“Because I’m sorry for you. Because I want you to get out of this hole you’re in, and go and make something of your life.”

Before she knew it, Berny said low, but with a biting incisiveness,

“Oh, you liar!”

Cannon was surprised. He looked for a staring moment at her pale face, stiff over its strained muscles, and said in a tone of cheerful amaze,

“Now, what do you mean by that?”

“Just what I say,” she said. “You’re a liar and you know it. Every word you’ve said to me’s been a lie. Why, Mrs. Ryan’s better than you. She don’t come covering me with oily stories about wanting me to be happy. You think that I don’t know why you’re offering me this money. Well, old man, I do. You want to get my husband for your own daughter, Rose Cannon.”

It was Cannon’s turn to be speechless. He had not for years received so unexpected and violent a blow. He sat in the same attitude, not moving or uttering a sound, and looking at Berny with a pair of eyes that each second grew colder and more steely. Berny, drawn to the edge of her chair, leaned toward him, speaking with the stinging quickness of an angry wasp.

“You thought I didn’t know it.

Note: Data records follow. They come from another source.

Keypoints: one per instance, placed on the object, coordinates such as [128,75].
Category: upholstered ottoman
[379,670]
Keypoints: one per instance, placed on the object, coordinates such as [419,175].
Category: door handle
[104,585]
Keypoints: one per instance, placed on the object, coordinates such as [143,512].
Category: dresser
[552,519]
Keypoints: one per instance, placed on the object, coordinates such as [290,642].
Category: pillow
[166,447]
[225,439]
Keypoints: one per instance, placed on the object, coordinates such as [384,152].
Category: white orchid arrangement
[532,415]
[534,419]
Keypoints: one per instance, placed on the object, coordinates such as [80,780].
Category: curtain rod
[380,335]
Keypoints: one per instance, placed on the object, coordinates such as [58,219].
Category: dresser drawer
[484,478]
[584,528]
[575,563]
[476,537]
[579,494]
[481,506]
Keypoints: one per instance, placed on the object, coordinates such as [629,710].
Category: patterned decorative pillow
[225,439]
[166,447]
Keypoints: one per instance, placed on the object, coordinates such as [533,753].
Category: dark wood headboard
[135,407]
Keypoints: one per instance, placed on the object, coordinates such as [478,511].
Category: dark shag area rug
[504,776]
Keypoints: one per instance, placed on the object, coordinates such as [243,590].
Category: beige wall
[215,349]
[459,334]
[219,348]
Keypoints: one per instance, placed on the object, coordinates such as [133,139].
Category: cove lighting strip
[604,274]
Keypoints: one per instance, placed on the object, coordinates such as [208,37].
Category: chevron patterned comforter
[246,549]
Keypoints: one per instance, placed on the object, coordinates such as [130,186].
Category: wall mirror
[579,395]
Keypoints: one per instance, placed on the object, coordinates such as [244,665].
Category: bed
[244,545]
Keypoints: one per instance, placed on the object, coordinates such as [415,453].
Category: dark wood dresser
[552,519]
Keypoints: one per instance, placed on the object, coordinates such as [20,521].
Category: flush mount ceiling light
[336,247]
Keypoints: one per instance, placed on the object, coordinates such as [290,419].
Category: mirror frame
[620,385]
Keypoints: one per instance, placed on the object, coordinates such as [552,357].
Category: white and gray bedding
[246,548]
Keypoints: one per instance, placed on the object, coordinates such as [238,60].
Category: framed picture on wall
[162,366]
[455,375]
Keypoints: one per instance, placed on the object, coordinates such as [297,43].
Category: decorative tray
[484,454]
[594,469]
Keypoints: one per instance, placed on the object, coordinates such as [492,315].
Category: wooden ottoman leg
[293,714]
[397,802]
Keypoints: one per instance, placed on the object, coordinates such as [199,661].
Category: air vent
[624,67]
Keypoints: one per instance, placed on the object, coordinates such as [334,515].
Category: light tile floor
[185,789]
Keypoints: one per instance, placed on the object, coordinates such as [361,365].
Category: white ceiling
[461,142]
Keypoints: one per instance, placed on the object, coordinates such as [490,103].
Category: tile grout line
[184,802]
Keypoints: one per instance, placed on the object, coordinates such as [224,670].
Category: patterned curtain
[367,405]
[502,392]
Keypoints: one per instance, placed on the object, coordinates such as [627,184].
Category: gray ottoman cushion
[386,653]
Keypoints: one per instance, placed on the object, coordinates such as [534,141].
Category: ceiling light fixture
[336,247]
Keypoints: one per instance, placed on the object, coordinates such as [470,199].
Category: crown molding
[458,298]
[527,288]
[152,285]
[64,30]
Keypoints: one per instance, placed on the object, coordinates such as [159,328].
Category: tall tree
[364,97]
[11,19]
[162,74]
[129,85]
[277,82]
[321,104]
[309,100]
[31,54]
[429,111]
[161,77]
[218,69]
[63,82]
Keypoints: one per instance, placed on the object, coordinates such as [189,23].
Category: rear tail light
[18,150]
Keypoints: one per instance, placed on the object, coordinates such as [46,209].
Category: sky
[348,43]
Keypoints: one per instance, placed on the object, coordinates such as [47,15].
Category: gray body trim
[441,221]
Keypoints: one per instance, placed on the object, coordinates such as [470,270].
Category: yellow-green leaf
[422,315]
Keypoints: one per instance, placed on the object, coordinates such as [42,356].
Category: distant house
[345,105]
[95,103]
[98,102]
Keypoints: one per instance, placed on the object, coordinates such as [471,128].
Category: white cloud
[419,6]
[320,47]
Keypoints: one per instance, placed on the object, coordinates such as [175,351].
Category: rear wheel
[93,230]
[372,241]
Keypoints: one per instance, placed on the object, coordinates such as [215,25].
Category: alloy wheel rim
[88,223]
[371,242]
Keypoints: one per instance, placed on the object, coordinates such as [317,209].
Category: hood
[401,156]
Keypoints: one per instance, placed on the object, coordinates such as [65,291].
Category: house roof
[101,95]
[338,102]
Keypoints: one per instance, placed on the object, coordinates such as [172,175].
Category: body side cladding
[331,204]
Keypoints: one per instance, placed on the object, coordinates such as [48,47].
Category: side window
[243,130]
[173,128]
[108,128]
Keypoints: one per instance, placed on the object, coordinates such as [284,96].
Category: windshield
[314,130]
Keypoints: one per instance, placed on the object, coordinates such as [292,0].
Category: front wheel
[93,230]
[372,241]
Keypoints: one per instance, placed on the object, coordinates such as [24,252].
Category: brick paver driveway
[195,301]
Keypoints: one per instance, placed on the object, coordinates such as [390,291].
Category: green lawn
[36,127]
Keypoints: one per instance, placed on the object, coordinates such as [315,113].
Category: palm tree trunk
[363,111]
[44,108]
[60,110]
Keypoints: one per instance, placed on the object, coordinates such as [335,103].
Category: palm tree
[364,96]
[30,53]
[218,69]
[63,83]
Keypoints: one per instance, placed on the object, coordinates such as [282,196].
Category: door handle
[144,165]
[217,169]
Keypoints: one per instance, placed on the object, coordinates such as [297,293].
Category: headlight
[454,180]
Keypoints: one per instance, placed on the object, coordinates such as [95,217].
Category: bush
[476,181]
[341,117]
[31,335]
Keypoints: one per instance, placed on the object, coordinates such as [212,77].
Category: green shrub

Well, I do. I know the whole thing. I’ve just sat back and watched you two old thieves thinking everything was hidden, like a pair of ostriches. And you being so free with your glad hand and being sorry for me and wanting me to make the most of my life! You said I was a smart woman. Well, I’m evidently a lot smarter than you thought I was.”

“So it seems,” he said. “Smart enough to do some very neat inventing.”

“Inventing!” she cried, “I wish there was some inventing about it. I don’t take any pleasure in thinking that another woman’s trying to buy my husband.”